With AHCA Withdrawn, What’s Next for Health Care Reform?
With last week’s withdrawal of the American Health Care Act (“AHCA”), immediate health care reform efforts may now shift from legislative action to regulatory and executive action. As previously examined in our February 23 Health Care Regulatory and Legislative Update, the Department of Health and Human Services' (“HHS”) Centers for Medicare & Medicaid Services (“CMS”) has already issued a proposed rule aimed at stabilizing the health exchange markets while the future of the ACA was debated. Whether the administration will move forward with those stabilizing efforts in light of the AHCA’s legislative failure is yet to be seen. Although President Trump told The Washington Post shortly after the AHCA’s withdrawal that “"[t]he best thing politically is to let Obamacare explode", HHS recently updated its website to explain the regulatory changes it is making to overhaul the ACA, including changes to stabilize insurance markets: The webpage, dubbed “Providing Relief Right Now for Patients,” states:
“The Department of Health and Human Services (HHS) is committed to doing everything in our power to provide relief immediately.

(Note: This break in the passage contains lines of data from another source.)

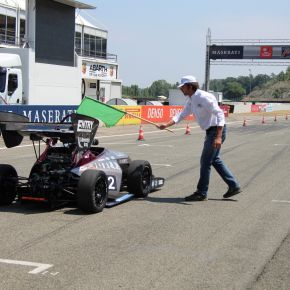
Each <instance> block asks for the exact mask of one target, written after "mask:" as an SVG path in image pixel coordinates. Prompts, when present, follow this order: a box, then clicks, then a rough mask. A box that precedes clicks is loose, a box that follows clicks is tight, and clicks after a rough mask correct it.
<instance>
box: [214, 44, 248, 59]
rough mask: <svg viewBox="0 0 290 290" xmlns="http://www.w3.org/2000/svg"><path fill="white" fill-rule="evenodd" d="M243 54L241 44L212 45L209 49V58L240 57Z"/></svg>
mask: <svg viewBox="0 0 290 290" xmlns="http://www.w3.org/2000/svg"><path fill="white" fill-rule="evenodd" d="M243 56H244V47H243V46H228V45H227V46H223V45H212V46H210V49H209V58H210V59H242V58H243Z"/></svg>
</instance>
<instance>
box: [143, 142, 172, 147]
mask: <svg viewBox="0 0 290 290" xmlns="http://www.w3.org/2000/svg"><path fill="white" fill-rule="evenodd" d="M138 146H139V147H173V145H155V144H147V143H145V144H140V145H138Z"/></svg>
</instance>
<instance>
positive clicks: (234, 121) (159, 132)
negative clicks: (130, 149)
mask: <svg viewBox="0 0 290 290" xmlns="http://www.w3.org/2000/svg"><path fill="white" fill-rule="evenodd" d="M242 122H243V121H233V122H229V123H227V124H228V125H229V124H236V123H242ZM198 128H200V127H199V126H193V127H190V129H198ZM170 130H172V131H173V132H174V131H181V130H185V128H176V129H170ZM156 133H158V134H160V133H167V134H168V133H169V132H167V131H165V130H157V131H156V130H155V131H148V132H147V131H146V134H156ZM134 135H138V132H136V133H127V134H120V135H109V136H98V137H97V139H103V138H114V137H123V136H134ZM123 144H125V143H123ZM40 145H42V146H43V145H45V144H40ZM31 146H33V145H32V144H27V145H20V146H16V147H13V148H6V147H0V150H7V149H18V148H23V147H31Z"/></svg>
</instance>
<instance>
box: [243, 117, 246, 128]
mask: <svg viewBox="0 0 290 290" xmlns="http://www.w3.org/2000/svg"><path fill="white" fill-rule="evenodd" d="M243 126H244V127H246V126H247V122H246V118H244V123H243Z"/></svg>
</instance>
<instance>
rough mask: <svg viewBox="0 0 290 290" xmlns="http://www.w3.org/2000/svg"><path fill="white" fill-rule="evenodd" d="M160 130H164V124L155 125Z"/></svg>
mask: <svg viewBox="0 0 290 290" xmlns="http://www.w3.org/2000/svg"><path fill="white" fill-rule="evenodd" d="M156 127H157V128H159V129H160V130H164V129H165V128H166V127H167V126H166V125H165V124H160V125H156Z"/></svg>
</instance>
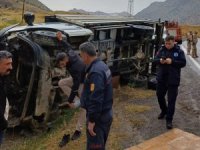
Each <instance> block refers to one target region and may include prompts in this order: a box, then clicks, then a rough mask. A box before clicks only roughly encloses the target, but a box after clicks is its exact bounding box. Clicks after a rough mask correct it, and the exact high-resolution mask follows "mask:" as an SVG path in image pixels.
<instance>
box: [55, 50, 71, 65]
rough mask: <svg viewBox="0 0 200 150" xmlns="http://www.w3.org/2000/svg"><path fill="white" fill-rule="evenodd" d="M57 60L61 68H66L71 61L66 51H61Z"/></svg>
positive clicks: (58, 56) (56, 60)
mask: <svg viewBox="0 0 200 150" xmlns="http://www.w3.org/2000/svg"><path fill="white" fill-rule="evenodd" d="M56 62H57V66H58V67H59V68H64V67H66V66H67V64H68V63H69V58H68V56H67V54H66V53H64V52H61V53H58V54H57V56H56Z"/></svg>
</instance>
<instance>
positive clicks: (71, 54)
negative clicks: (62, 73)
mask: <svg viewBox="0 0 200 150" xmlns="http://www.w3.org/2000/svg"><path fill="white" fill-rule="evenodd" d="M56 60H57V64H58V66H59V67H60V68H63V67H66V69H67V70H68V71H69V73H70V75H71V77H67V78H64V79H61V80H60V81H59V82H58V85H59V87H60V88H61V89H62V91H63V92H64V93H65V94H66V95H67V97H68V100H67V102H64V103H62V104H60V105H59V107H60V108H63V107H66V106H69V107H71V108H77V107H79V106H80V95H81V91H82V87H83V84H82V83H83V81H84V75H85V65H84V63H83V61H82V60H81V58H80V56H79V55H78V54H76V53H75V52H74V51H73V50H72V49H69V50H68V52H67V53H65V52H61V53H58V54H57V57H56ZM85 114H86V112H85V110H84V109H81V111H80V115H79V119H78V122H77V125H76V130H75V132H74V134H73V136H72V140H75V139H77V138H79V137H80V136H81V130H82V126H83V123H84V122H85ZM68 141H69V136H68V135H64V136H63V139H62V141H61V142H60V144H59V146H60V147H62V146H64V145H65V144H66V143H67V142H68Z"/></svg>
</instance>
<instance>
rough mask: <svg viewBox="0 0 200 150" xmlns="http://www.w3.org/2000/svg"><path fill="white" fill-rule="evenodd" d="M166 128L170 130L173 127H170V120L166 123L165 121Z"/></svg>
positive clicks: (171, 124)
mask: <svg viewBox="0 0 200 150" xmlns="http://www.w3.org/2000/svg"><path fill="white" fill-rule="evenodd" d="M166 128H167V129H172V128H173V125H172V121H171V120H167V121H166Z"/></svg>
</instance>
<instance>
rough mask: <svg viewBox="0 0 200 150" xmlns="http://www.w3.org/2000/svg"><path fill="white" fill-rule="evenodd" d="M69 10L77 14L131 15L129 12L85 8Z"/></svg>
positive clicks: (87, 14)
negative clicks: (102, 11)
mask: <svg viewBox="0 0 200 150" xmlns="http://www.w3.org/2000/svg"><path fill="white" fill-rule="evenodd" d="M68 12H70V13H77V14H87V15H108V16H110V15H112V16H129V13H127V12H119V13H105V12H102V11H95V12H89V11H85V10H83V9H76V8H74V9H72V10H69V11H68Z"/></svg>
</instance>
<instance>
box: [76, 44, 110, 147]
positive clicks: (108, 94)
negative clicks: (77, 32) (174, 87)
mask: <svg viewBox="0 0 200 150" xmlns="http://www.w3.org/2000/svg"><path fill="white" fill-rule="evenodd" d="M79 49H80V51H81V52H80V54H81V57H82V59H83V62H84V63H85V64H86V65H87V66H88V68H87V70H86V77H85V82H84V89H83V93H82V95H81V106H82V107H83V108H85V109H86V113H87V114H86V119H87V122H86V125H87V150H94V149H95V150H104V149H105V145H106V141H107V137H108V134H109V131H110V126H111V123H112V116H113V114H112V104H113V91H112V76H111V71H110V69H109V68H108V66H107V65H106V64H105V63H104V62H102V61H101V60H99V59H98V58H97V56H96V51H95V47H94V45H93V44H92V43H90V42H85V43H83V44H81V45H80V47H79Z"/></svg>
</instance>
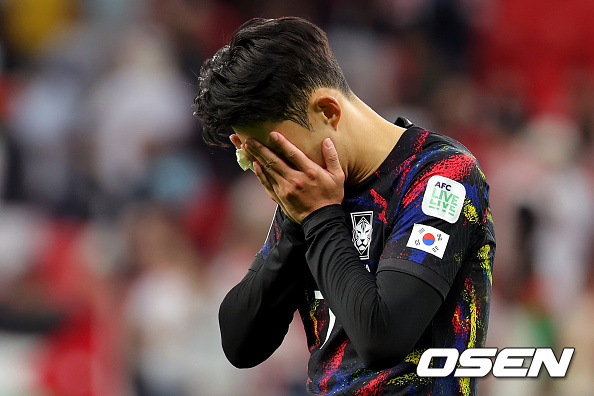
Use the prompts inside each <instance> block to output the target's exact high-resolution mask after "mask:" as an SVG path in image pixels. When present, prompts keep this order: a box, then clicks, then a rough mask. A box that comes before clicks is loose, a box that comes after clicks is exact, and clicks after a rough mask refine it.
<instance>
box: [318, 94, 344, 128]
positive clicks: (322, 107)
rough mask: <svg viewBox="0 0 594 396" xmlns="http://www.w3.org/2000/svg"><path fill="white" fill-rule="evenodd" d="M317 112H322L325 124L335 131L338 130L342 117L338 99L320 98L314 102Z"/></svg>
mask: <svg viewBox="0 0 594 396" xmlns="http://www.w3.org/2000/svg"><path fill="white" fill-rule="evenodd" d="M314 107H315V109H316V112H320V113H321V115H322V117H323V119H324V122H325V123H327V124H329V125H331V126H332V128H334V130H337V128H338V121H340V116H341V115H342V108H341V106H340V103H339V102H338V100H336V98H334V97H332V96H327V95H324V96H319V97H317V98H316V99H315V100H314Z"/></svg>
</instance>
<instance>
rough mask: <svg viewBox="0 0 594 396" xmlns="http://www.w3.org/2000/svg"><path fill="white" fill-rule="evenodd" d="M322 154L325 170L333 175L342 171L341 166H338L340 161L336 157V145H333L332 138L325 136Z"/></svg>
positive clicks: (341, 172) (337, 173) (322, 143)
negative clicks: (327, 171)
mask: <svg viewBox="0 0 594 396" xmlns="http://www.w3.org/2000/svg"><path fill="white" fill-rule="evenodd" d="M322 155H323V156H324V161H325V162H326V170H328V172H330V173H332V174H333V175H338V174H341V173H342V168H341V167H340V161H339V159H338V152H337V151H336V147H335V146H334V143H333V142H332V139H330V138H326V139H324V141H323V142H322Z"/></svg>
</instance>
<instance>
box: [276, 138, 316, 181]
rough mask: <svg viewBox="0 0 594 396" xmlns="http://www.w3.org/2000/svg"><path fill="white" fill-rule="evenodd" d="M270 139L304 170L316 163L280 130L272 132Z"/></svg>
mask: <svg viewBox="0 0 594 396" xmlns="http://www.w3.org/2000/svg"><path fill="white" fill-rule="evenodd" d="M270 139H272V141H273V142H274V143H275V144H276V145H277V147H278V148H279V150H280V152H281V153H282V155H283V156H284V157H285V158H286V159H287V160H289V161H291V163H292V164H293V165H295V167H297V169H299V170H301V171H303V170H305V169H308V168H310V167H311V165H312V164H313V163H314V162H313V161H312V160H311V159H309V157H308V156H307V155H305V154H304V153H303V151H301V150H299V149H298V148H297V147H296V146H295V145H294V144H293V143H291V142H290V141H289V140H287V138H286V137H284V136H283V135H281V134H280V133H278V132H270Z"/></svg>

Within what the law allows, HHS is taking action to stabilize the individual and small group insurance markets (the markets most affected by the ACA) so that they work better for everyone. We are going through every page of regulations and guidance related to the Affordable Care Act to determine whether or not they work for patients and whether or not they are making our health care system better.”
The website also highlights that HHS would like to partner with states to revamp the Medicaid program on a state-by-state basis. In a March 14, 2017 letter from HHS Secretary, Tom Price, and CMS Administrator, Seema Verma, the administrators encourage states to “come up with ideas of their own for the program” and lay out some of their Medicaid innovation suggestions for the states, including introducing health savings accounts and requiring small premiums or other contributions from patients in order to encourage personal responsibility.

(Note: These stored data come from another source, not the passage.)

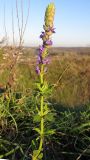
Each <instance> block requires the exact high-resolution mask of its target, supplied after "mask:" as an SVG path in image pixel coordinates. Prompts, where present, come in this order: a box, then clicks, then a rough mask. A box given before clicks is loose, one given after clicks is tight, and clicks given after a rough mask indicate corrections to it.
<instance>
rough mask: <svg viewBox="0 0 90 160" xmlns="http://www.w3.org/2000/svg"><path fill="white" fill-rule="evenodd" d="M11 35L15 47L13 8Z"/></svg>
mask: <svg viewBox="0 0 90 160" xmlns="http://www.w3.org/2000/svg"><path fill="white" fill-rule="evenodd" d="M12 34H13V45H15V38H14V17H13V8H12Z"/></svg>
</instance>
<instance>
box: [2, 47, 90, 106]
mask: <svg viewBox="0 0 90 160" xmlns="http://www.w3.org/2000/svg"><path fill="white" fill-rule="evenodd" d="M17 52H19V57H18V61H17V64H16V68H15V73H14V77H15V83H14V84H15V88H16V89H17V88H18V89H20V90H22V89H25V88H33V81H35V80H36V76H35V66H36V55H37V49H36V48H24V49H23V50H21V51H20V50H19V49H18V48H12V47H10V48H3V49H1V51H0V57H1V58H0V61H1V62H0V84H1V85H4V86H5V84H6V83H7V82H8V78H9V75H10V66H11V65H12V63H13V61H14V58H15V55H16V54H17ZM50 53H52V54H50V55H51V56H50V57H51V63H50V65H49V71H48V74H47V77H46V78H47V79H48V80H49V82H50V83H51V84H54V86H55V88H54V90H53V95H52V97H51V98H52V99H54V100H55V101H56V102H58V103H61V104H63V105H69V106H78V105H82V104H86V103H89V102H90V54H89V53H90V49H89V48H74V49H72V48H68V49H65V48H61V49H60V48H54V49H53V48H52V49H51V50H50Z"/></svg>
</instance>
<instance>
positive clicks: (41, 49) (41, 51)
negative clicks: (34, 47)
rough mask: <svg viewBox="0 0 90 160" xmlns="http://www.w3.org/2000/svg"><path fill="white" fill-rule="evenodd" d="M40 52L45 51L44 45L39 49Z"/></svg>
mask: <svg viewBox="0 0 90 160" xmlns="http://www.w3.org/2000/svg"><path fill="white" fill-rule="evenodd" d="M39 51H40V53H42V52H43V51H44V46H43V45H42V46H40V47H39Z"/></svg>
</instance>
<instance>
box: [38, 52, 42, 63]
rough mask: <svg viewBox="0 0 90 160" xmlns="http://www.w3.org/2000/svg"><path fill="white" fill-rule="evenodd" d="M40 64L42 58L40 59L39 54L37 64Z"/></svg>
mask: <svg viewBox="0 0 90 160" xmlns="http://www.w3.org/2000/svg"><path fill="white" fill-rule="evenodd" d="M40 63H42V57H41V55H40V54H39V55H38V60H37V64H40Z"/></svg>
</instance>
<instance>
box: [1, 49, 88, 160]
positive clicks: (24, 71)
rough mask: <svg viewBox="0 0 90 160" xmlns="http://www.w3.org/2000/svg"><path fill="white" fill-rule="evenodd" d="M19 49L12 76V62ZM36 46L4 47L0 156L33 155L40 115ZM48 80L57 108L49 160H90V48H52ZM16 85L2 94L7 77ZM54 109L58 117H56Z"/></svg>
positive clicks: (49, 121)
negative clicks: (38, 113)
mask: <svg viewBox="0 0 90 160" xmlns="http://www.w3.org/2000/svg"><path fill="white" fill-rule="evenodd" d="M17 52H19V56H18V60H17V63H16V65H15V68H14V71H13V76H14V81H13V82H12V79H10V76H11V74H12V73H11V70H10V67H11V65H12V64H13V61H14V57H15V55H16V54H17ZM37 52H38V51H37V49H36V48H24V49H23V50H19V49H18V48H11V47H10V48H6V47H5V48H1V49H0V158H9V159H10V160H30V159H31V153H32V148H33V147H34V146H33V145H34V144H32V139H35V137H36V136H37V133H36V132H35V131H34V130H33V127H34V124H35V121H36V120H35V119H34V120H33V117H34V116H35V105H36V104H35V98H34V89H35V82H36V81H37V80H38V78H37V77H36V73H35V66H36V58H37ZM50 61H51V63H50V64H49V65H48V71H47V75H46V80H48V81H49V83H50V84H51V85H53V90H52V94H51V96H50V97H49V98H48V102H49V107H50V108H51V109H52V113H51V114H50V116H49V118H48V123H47V128H53V129H55V133H54V134H52V135H50V136H48V135H46V138H45V143H44V160H89V159H90V48H52V49H50ZM8 81H10V82H11V83H12V88H11V90H10V91H9V89H8V90H6V91H4V92H3V93H2V89H3V88H4V89H5V86H6V84H7V82H8ZM53 113H54V116H52V115H53Z"/></svg>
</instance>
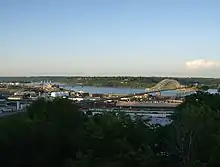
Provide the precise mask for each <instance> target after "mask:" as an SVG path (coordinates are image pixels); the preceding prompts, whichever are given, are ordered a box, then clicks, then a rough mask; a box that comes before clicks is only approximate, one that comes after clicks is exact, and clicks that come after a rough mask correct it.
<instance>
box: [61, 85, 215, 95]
mask: <svg viewBox="0 0 220 167" xmlns="http://www.w3.org/2000/svg"><path fill="white" fill-rule="evenodd" d="M62 87H64V88H65V89H68V90H74V91H83V92H87V93H92V94H94V93H100V94H133V93H142V92H145V89H135V88H121V87H94V86H62ZM208 92H209V93H217V89H209V90H208ZM176 94H177V91H175V90H172V91H164V92H161V95H162V96H175V95H176ZM152 95H154V94H152Z"/></svg>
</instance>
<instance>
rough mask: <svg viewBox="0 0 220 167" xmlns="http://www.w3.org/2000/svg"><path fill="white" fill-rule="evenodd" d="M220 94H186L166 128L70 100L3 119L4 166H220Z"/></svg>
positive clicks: (54, 103)
mask: <svg viewBox="0 0 220 167" xmlns="http://www.w3.org/2000/svg"><path fill="white" fill-rule="evenodd" d="M219 101H220V95H217V94H216V95H211V94H207V93H198V94H194V95H190V96H188V97H187V98H186V99H185V101H184V103H182V104H181V105H179V106H178V107H177V108H176V110H175V113H174V114H173V115H172V116H171V118H170V119H172V123H171V124H169V125H166V126H160V125H151V124H150V123H149V122H148V121H147V120H144V119H142V118H141V117H138V116H137V117H136V119H131V117H129V116H128V115H126V114H124V113H103V114H96V115H94V116H89V115H86V114H84V113H82V112H80V111H79V110H78V107H77V106H76V105H75V104H73V103H71V101H68V100H63V99H62V100H59V99H57V100H54V101H44V100H42V99H40V100H38V101H36V102H34V103H33V104H32V105H31V106H30V107H29V108H28V109H27V112H25V113H21V114H17V115H14V116H8V117H2V118H0V132H1V133H0V153H1V156H0V157H1V158H0V164H1V166H2V167H4V166H5V167H15V166H16V167H39V166H40V167H44V166H45V167H48V166H51V167H112V166H114V167H134V166H135V167H161V166H164V167H165V166H169V167H219V166H220V158H219V157H220V123H219V121H220V103H219Z"/></svg>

Other key administrative actions that could have a significant impact on the stability of the ACA health insurance markets include (1) whether the administration will enforce the ACA’s individual insurance mandate (e.g. — continue to collect penalties from those that do not obtain insurance as required by the law), and (2) whether the administration will encourage Republicans to drop the House v. Price lawsuit — the suit brought by the House of Representatives claiming that the Obama administration was illegally paying marketplace insurers cost-sharing subsidies for low-income beneficiaries because Congress had not appropriated funds (see our February 23 Health Care Regulatory and Legislative Update for more information on that status of this case). Failure to take either action before exchange insurers submit initial premiums for next year could result in further increased premiums or additional insurer withdrawals.
We will continue to monitor and report as the future of health care reform unfolds.